Голос Клементины. Нет, ему не дадут и минутной передышки. Словно призывая картину в свидетели, он развел руками. Ему показалось, что один голубой глаз ожил, в нем появилось выражение немого призыва. Реми схватил портрет и, прижав его к себе, украдкой выскользнул из комнаты.
— Реми!
На цыпочках он прокрался в свою комнату. Где спрятать мамочку, чтобы она была в безопасности? Когда Клементина сюда доберется, она обшарит все сверху донизу… Пока что на шкаф. Он встал на стул и спрятал картину за выступающий над шкафом карниз.
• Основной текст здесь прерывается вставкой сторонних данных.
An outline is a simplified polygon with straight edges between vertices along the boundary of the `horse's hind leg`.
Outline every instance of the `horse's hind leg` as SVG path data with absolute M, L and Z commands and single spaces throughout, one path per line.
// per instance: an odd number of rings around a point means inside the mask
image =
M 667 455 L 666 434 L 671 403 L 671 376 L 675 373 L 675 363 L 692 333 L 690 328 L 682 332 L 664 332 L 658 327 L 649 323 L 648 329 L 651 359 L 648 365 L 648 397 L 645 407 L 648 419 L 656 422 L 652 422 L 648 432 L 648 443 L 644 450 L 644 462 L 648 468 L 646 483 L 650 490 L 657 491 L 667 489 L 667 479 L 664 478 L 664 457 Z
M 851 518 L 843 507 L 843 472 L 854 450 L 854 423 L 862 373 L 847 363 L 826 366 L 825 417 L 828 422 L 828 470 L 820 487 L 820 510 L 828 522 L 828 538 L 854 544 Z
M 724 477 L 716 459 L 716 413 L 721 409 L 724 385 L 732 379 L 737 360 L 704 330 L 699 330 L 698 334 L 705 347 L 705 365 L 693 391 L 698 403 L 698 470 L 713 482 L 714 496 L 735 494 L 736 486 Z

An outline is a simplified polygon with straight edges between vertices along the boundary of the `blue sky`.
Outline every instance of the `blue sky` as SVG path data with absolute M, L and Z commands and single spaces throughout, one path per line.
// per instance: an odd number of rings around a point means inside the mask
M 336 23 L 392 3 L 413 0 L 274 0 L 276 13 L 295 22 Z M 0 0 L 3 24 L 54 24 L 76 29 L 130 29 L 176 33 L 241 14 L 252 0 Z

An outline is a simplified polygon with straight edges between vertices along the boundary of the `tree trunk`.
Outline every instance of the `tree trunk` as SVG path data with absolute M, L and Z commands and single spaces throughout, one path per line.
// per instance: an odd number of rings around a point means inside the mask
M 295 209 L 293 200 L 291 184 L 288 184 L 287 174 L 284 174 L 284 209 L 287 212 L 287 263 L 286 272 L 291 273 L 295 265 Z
У него появилось желание извиниться перед мертвой.
— Реми!
Клементина уже была на втором этаже. Реми отодвинул стул и сделал вид, что причесывается перед зеркалом в дверце шкафа.
— Ты мог бы и ответить!
Она недоверчиво осмотрелась вокруг.
— Я нагрела тебе молоко. Спускайся вниз!
Он пожал плечами и прошел перед старушкой. Молоко. Это восстанавливает силы. Таблетки. Капли. Боже мой, сколько можно! Он спустился вниз. Дядя больше не кричал, но света по-прежнему не было. Придется ужинать при свечах. А где Раймонда? В гостиной никого. В столовой тоже. Реми услышал из кухни дядин смех.
Он разговаривал с Раймондой. Когда тот увидел, что входит его племянник, он отстранился от нее в сторону.